Atelier des frères Neurdein, Exposition universelle, 1900

"Le fleuve est un chemin qui marche". Ces mots de Pascal sont en partie à l’origine de l’idée d’Eugène Hénard, lorsqu’il soumet une première fois en 1889, pour l’Exposition universelle de Paris, le projet d’une plate-forme mobile, "un plancher continu soutenu par des wagons" mais dont l’inconvénient, que rappelle le Génie civil en 1892, consistait à devoir s’arrêter 15 secondes toutes les minutes. Finalement la plate-forme conçue par Hénard n’est pas retenue mais le principe en est repris et amélioré par deux ingénieurs américains Silsbee et Schimdt qui réalisent pour l’Exposition universelle de Chicago, en 1893, des trottoirs mobiles à vitesse différenciée roulant de manière continue sur un circuit fermé.
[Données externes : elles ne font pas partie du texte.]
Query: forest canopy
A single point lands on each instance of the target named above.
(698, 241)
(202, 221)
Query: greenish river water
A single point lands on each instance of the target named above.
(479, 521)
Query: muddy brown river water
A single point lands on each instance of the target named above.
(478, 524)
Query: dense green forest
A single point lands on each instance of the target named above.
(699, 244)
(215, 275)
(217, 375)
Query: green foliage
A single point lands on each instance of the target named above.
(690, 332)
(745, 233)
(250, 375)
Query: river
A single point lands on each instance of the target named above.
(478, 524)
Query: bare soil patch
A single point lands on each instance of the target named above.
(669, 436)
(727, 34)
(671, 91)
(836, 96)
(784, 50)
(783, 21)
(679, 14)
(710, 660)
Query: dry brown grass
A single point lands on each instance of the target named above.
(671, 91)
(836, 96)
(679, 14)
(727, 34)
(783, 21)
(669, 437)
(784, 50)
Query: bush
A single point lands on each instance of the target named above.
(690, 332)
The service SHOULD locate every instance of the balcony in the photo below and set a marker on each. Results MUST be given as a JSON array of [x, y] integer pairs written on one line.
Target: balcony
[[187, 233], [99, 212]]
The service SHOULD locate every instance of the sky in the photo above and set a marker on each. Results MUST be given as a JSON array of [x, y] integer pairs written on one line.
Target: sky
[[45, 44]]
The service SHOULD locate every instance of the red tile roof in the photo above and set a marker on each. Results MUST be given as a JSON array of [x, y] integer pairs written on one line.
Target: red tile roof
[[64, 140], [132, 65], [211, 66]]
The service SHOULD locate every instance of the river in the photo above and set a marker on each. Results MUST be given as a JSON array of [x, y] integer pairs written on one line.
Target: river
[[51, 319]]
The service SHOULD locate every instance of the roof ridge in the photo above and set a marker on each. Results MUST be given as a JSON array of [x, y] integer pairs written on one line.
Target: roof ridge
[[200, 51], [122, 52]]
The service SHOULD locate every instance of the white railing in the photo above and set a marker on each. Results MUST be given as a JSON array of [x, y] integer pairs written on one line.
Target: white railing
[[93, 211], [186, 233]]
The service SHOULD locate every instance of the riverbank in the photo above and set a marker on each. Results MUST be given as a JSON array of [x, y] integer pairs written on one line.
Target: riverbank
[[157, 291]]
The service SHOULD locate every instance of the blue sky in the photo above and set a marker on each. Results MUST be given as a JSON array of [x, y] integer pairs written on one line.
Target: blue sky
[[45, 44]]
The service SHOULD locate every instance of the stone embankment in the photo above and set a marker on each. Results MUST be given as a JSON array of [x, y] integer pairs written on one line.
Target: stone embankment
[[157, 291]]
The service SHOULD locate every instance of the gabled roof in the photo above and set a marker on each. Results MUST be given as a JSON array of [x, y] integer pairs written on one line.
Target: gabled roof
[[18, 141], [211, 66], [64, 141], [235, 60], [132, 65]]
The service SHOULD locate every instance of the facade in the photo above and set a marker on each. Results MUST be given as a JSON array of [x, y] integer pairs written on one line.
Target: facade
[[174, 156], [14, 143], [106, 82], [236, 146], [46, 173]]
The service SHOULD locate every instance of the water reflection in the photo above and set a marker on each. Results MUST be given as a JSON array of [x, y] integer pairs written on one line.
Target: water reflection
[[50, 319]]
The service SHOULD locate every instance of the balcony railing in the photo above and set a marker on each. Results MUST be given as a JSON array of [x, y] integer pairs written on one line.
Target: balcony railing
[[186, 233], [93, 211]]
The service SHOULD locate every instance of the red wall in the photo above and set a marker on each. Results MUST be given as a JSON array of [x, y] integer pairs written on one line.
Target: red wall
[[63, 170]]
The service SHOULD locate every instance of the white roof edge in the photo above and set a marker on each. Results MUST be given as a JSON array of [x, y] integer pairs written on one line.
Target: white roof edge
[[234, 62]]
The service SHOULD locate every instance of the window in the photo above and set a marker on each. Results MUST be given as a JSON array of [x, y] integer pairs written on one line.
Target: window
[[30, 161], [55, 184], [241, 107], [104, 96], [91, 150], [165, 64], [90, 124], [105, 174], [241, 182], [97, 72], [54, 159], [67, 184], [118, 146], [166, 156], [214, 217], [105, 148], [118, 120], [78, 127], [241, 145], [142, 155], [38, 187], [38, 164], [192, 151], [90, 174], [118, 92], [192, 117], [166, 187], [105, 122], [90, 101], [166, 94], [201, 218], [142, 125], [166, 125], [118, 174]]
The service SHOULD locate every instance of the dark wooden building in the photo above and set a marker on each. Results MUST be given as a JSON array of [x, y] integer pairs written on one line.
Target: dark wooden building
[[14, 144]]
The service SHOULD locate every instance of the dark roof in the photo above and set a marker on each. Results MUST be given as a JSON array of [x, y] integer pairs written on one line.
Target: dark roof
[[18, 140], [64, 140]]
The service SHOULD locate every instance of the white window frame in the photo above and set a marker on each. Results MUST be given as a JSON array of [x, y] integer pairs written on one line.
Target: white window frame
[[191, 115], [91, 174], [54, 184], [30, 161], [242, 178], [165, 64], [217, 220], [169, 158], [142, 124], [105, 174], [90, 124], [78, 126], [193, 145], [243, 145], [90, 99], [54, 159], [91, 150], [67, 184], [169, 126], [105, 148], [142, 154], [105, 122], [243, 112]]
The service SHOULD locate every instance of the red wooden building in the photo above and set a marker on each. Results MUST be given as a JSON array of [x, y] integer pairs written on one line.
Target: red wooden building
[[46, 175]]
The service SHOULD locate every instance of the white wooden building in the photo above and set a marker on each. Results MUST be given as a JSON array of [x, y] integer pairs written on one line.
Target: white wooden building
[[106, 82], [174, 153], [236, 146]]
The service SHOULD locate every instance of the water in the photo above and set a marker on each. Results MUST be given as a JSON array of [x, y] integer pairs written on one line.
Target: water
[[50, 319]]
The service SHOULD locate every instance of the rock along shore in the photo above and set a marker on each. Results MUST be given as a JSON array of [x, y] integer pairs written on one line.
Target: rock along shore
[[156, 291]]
La vitesse de 5 km/h pour le premier trottoir permet en effet à un piéton de quitter le trottoir roulant sans qu’il soit nécessaire de prévoir des arrêts. Des bornes servent d’appui "aux personnes peu agiles" pour accéder à ce premier trottoir. Sur le second trottoir, circulant à la vitesse plus importante de 10 km/h, des bancs sont prévus, comme l’illustre la gravure suivante.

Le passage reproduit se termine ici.